Privacy architecture has three failure modes most apps hide: (1) cloud AI provider leakage — content sent to OpenAI/Anthropic/Google for processing, even with "no training" agreements; (2) telemetry leakage — third-party SDKs (Facebook, Mixpanel, Amplitude, AppsFlyer) that observe app behavior; (3) employee access — backend admins who can technically read content even if policies prohibit it. A truly private notes app addresses all three: on-device AI (no cloud LLM), no tracking SDKs, and either E2E encryption or open-source code that can be audited. The 2024 Matthew Green / Bruce Schneier critique of privacy claims emphasized that "privacy" is a technical property, not a marketing one — and asked apps to publish their architecture explicitly. Némos's architecture is intentionally documented in detail because the claims are verifiable: on-device AI uses Apple Foundation Models (verifiable in Xcode build outputs); no SDKs (verifiable in App Store privacy nutrition labels); CloudKit sync uses Apple's E2E encryption with ADP.

## Edge cases and gotchas

• iCloud backup unencrypted at rest: if you back up your iPhone to iTunes/Finder without encryption, your Némos data is included.
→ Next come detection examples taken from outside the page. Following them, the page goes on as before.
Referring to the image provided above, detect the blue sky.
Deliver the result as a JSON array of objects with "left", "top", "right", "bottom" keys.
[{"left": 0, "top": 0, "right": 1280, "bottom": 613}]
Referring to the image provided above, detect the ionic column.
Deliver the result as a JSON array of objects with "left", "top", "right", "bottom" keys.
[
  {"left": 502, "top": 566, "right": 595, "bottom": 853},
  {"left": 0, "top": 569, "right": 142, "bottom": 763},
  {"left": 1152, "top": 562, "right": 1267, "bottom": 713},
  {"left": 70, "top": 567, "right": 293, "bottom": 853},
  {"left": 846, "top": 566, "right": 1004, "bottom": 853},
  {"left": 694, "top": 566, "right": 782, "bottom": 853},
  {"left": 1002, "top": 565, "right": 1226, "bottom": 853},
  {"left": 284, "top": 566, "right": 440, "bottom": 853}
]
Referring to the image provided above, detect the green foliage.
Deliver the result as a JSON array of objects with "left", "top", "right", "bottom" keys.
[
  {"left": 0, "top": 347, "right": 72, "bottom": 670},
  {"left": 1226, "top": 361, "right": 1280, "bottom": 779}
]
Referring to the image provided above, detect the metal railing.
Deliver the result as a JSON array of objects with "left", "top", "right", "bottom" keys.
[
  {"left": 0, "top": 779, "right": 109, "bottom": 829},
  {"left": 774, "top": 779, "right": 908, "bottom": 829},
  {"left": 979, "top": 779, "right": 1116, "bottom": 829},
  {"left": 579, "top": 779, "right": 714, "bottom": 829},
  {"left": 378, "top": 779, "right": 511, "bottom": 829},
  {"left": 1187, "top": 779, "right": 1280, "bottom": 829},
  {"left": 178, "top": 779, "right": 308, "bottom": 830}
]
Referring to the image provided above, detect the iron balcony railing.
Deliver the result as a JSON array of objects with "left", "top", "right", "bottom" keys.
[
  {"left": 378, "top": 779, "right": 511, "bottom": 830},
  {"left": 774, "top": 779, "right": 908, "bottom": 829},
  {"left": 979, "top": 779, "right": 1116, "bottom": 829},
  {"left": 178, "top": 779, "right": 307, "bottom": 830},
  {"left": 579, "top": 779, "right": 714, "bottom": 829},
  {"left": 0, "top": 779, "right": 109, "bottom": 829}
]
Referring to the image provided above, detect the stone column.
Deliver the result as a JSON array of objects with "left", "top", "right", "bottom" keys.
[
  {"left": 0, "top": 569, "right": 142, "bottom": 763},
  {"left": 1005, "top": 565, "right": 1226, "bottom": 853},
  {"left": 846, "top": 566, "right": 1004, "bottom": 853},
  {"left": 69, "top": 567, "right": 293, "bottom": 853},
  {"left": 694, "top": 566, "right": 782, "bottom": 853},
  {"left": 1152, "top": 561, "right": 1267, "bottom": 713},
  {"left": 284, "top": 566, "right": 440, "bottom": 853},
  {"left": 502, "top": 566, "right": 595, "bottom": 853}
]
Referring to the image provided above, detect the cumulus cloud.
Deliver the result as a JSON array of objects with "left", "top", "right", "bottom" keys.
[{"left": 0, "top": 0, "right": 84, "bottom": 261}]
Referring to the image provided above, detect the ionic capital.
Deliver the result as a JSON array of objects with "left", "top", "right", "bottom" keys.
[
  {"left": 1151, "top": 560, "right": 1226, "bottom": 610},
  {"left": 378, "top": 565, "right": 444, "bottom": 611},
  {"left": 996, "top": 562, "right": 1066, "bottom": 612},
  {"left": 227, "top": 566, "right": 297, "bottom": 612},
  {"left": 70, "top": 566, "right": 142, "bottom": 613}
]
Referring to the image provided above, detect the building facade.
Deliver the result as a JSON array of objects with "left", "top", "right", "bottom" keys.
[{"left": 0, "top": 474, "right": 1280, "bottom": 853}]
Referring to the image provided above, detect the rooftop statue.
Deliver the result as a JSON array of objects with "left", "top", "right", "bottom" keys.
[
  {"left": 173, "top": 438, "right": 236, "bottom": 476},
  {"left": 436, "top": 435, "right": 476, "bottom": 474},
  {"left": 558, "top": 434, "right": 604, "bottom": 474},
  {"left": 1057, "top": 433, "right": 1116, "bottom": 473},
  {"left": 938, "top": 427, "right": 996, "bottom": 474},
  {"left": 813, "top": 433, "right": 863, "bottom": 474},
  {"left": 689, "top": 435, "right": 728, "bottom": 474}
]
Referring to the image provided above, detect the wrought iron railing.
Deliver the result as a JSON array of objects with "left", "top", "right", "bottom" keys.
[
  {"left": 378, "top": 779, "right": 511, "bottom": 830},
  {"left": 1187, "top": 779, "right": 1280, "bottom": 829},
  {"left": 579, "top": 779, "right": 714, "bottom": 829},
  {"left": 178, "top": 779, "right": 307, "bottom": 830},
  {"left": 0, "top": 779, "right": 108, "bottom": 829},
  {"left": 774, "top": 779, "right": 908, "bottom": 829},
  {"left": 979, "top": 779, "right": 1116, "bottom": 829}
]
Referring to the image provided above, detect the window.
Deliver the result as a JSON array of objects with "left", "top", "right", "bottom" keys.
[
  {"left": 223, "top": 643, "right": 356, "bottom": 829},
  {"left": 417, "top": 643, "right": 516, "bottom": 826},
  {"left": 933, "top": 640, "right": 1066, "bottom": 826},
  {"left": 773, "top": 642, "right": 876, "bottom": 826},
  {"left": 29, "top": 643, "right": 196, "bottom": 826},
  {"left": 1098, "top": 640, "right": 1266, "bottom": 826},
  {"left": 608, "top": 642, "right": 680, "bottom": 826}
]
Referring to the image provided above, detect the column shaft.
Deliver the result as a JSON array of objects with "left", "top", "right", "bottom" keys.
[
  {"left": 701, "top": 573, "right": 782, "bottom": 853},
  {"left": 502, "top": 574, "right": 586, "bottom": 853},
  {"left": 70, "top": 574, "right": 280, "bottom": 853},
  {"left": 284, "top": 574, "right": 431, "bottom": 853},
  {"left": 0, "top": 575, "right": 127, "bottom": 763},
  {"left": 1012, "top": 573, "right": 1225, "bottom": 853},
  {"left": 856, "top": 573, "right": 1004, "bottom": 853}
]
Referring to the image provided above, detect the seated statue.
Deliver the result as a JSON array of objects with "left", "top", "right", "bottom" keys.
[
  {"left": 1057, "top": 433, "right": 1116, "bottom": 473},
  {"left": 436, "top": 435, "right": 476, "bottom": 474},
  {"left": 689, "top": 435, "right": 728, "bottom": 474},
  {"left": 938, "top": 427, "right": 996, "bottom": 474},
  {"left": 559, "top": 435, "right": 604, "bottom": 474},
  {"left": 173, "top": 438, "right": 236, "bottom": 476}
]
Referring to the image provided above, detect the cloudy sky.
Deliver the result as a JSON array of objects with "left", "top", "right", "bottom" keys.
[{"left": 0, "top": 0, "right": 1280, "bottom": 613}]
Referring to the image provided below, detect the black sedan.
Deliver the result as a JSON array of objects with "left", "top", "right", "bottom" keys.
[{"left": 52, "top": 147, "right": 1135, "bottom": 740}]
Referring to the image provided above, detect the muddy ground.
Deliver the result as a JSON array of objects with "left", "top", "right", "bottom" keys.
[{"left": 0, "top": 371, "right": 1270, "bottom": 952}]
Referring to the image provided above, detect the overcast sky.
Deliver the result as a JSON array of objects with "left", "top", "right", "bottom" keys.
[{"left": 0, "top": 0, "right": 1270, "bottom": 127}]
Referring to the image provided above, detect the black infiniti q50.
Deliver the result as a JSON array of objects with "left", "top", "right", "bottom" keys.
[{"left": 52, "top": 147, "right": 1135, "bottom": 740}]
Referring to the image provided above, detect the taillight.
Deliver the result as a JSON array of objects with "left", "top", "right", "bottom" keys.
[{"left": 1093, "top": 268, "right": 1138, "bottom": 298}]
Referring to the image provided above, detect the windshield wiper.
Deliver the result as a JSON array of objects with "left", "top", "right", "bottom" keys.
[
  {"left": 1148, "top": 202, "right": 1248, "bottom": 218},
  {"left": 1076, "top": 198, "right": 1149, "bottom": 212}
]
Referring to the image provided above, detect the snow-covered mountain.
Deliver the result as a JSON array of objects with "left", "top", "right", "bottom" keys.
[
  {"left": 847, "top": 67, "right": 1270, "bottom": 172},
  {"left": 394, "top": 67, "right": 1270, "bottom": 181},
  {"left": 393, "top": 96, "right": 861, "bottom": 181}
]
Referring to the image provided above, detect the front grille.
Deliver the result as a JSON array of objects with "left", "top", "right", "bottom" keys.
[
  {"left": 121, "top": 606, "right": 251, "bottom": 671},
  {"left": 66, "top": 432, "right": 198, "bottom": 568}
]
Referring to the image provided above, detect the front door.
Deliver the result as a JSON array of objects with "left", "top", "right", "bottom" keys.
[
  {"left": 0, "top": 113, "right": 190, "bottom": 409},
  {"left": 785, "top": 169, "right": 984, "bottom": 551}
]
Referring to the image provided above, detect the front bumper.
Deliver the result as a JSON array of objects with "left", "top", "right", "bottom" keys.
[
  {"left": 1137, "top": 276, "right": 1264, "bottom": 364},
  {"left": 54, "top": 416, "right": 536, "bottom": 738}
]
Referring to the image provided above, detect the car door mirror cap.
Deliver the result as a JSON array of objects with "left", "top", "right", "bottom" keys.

Encrypt the backup.
• Shared notes drop E2E even with ADP: Apple's CloudKit shared-data model decrypts on Apple's servers for collaboration.
• iOS device forensics: with physical device access + your passcode, all encryption is moot. iPhone passcodes matter.
• Cellular Sync: even on cellular, sync goes through your iCloud-encrypted channel. No third-party visibility.
• Crash reports: Sentry crash reports never include content, but metadata (iOS version, device model, app version) is captured.
• Anti-cheat / DRM: Némos doesn't include any anti-cheat or DRM SDKs.
• Family Sharing for Pro: doesn't share content, only entitlement.
• Acquisition continuity: in case of acquisition, shareholder agreement requires continuing privacy commitments.

## What competitors say

Apple Notes with ADP is comparable for storage but uses PCC for some AI features. Standard Notes is zero-knowledge — even Standard Notes can't read your content. Obsidian local-only is the privacy maximalist option (no sync surface). Joplin with E2E sync is open-source and audited. Notesnook is zero-knowledge like Standard Notes. Bear uses iCloud (same Apple infra as Notes). Notion is unencrypted at rest. Evernote has had multiple breaches. Mem is cloud-only with no E2E. Reflect Notes has E2E but cloud AI. Capacities is cloud-first. Tana is cloud-first. Roam is cloud-first. Apple Notes with Advanced Data Protection is the most-private mainstream option; Némos extends that by also using only on-device AI.

## The 2026 verdict

Privacy is a spectrum, not a binary. Different threat models warrant different choices. For typical users worried about ad targeting, cloud breaches, and AI training: any app with on-device AI + E2E sync (Apple Notes + ADP, Némos, Bear + ADP) is enough. For sensitive professionals (journalists, lawyers, therapists): add zero-knowledge encryption (Standard Notes, Notesnook) or local-only (Obsidian). For extreme threat models (sources, dissidents): air-gapped devices and physical security matter more than app choice. The single highest-impact privacy change most users can make is enabling Advanced Data Protection on iCloud — it takes 90 seconds and protects all Apple apps simultaneously.